Nearly 200 Whidbey General Hospital staff are reportedly wearing purple wrist bands inscribed with the letters “LG” in support of their chief nursing officer who was found not guilty of assault last week.
Around 200 of the wrist bands had been passed out during the trial of Linda Gipson this past Thursday and Friday, Chief of Staff Brenden Hansen told the hospital’s board of directors at their regular Monday morning meeting.
“This is a way to show visible support,” said Hansen, wearing a band himself. “The trial has been divisive in some ways, but in other ways it brings us together. We need to remember why we’re here.”
Moving forward, Hansen said he hoped to bring the hospital staff together as a “family.”
The 7 a.m. gathering had an unusually large crowd of more than 40 people.
Registered Nurse Tasha Malone spoke during public comment in support of Gipson, saying that the CNO was “not fairly represented” and that she has “very high standards.”
“We support Linda Gipson,” Malone said. “We support our CNO.”
Retired nurse Barbara Read read her letter to the editor which was recently published in the South Whidbey Record.
“She is a gift to our community; a true nurse who not only has compassion and love for the service, but who has gathered throughout her life the education, experience, and courage to make the best leader for our hospital,” Read said. “I am thankful she chose to come to our hospital as chief nursing officer, and am grateful for every day she has served this community.”
Long-time Whidbey General Hospital watchdog Rob Born said that while he supported Gipson, it was “just the beginning of that story” which was a “case of prosecutorial overreach on a vast scale.”
“This was a travesty of injustice,” Born said. “It was an ordeal that should never have taken place. Ms. Gipson may never get her reputation back but we can let everyone know what an honorable person she is.”

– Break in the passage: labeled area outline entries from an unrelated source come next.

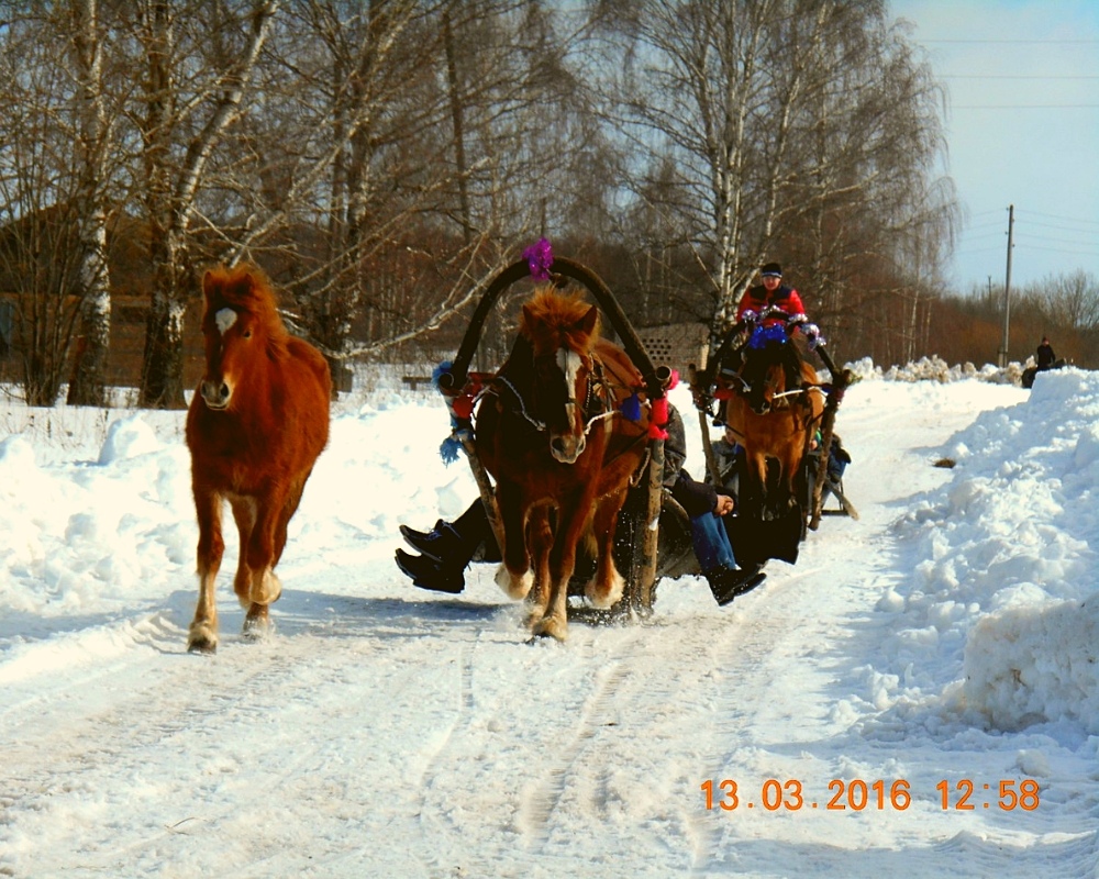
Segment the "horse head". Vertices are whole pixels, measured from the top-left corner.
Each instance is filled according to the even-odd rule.
[[[523,305],[520,333],[531,344],[531,404],[545,423],[550,454],[574,464],[587,445],[585,404],[593,369],[599,311],[578,297],[544,289]]]
[[[791,344],[786,329],[779,325],[758,326],[744,348],[740,375],[748,407],[757,415],[770,412],[776,399],[786,392],[786,369],[782,346]]]
[[[202,277],[206,371],[199,393],[207,408],[230,408],[257,361],[285,348],[287,332],[266,278],[255,267],[210,269]]]

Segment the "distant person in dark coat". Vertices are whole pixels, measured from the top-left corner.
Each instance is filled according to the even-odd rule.
[[[1050,344],[1048,336],[1042,336],[1042,344],[1037,346],[1036,360],[1039,371],[1052,368],[1057,361],[1057,355],[1053,353],[1053,345]]]

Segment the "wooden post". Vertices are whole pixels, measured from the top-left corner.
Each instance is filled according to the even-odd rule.
[[[635,576],[626,585],[630,610],[643,616],[653,612],[653,587],[656,583],[656,556],[660,536],[660,501],[664,493],[664,441],[650,439],[648,449],[648,494],[642,522],[644,532],[641,535],[641,554]]]
[[[821,415],[821,446],[820,458],[817,461],[817,479],[813,483],[812,515],[809,519],[809,527],[817,531],[821,524],[821,507],[823,505],[824,480],[828,478],[828,460],[832,452],[832,432],[835,426],[835,412],[843,400],[844,391],[851,385],[851,371],[847,369],[836,369],[831,355],[820,345],[817,353],[824,361],[829,372],[832,374],[832,391],[824,403],[824,412]]]

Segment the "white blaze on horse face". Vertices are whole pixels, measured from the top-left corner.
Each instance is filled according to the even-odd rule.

Island County Prosecutor Greg Banks said later Monday that he pursued the case because “a judge found that there was probable cause to believe a crime had been committed when we charged it.”
In addition, a judge later passed on a chance to dismiss the case, Banks said.
“I believe that I had a duty to bring the charge,” Banks said. “We sometimes have to take difficult cases, and let the jury decide.”
Brian Giles, who said his wife has worked at the hospital for 28 years, told hospital board members Monday morning that he wanted to speak for those nurses who lost their jobs as a result of Gipson’s vindication.
“The cost was the reputation of a lot of good employees,” Giles said of the nurses who testified against Gipson. “There was a price. Three or four good nurses paid the price for what they thought.”
Robert Wagner, a doctor not affiliated with Whidbey General, said the hospital should use the Gipson trial and the arrival of the new CEO Geri Forbes next week as a chance to start fresh with the community.
“I represent a group of citizens that are very concerned with what is happening in Island County,” Wagner said. “We need more transparency from this hospital. Now is the time for change and taking all this into consideration so that we, the public, are satisfied with how you’re running this hospital.”
Board President Anne Tarrant thanked Wagner for his comments saying she “would rather talk to someone than listen to rumors.”
The board also bade farewell to outgoing CEO Tom Tomasino with a few tears and more than half of the room stood to give him a standing ovation.
Monday was his final meeting at Whidbey General Hospital as CEO.
LaJolla Peters, human resources manager at Whidbey General, gave a short speech thanking Tomasino for his work at the hospital and each board member took a moment to thank him as well.
Tomasino said that he never intended to stay long-term with the hospital but he “fell in love with this organization and the people who work here.”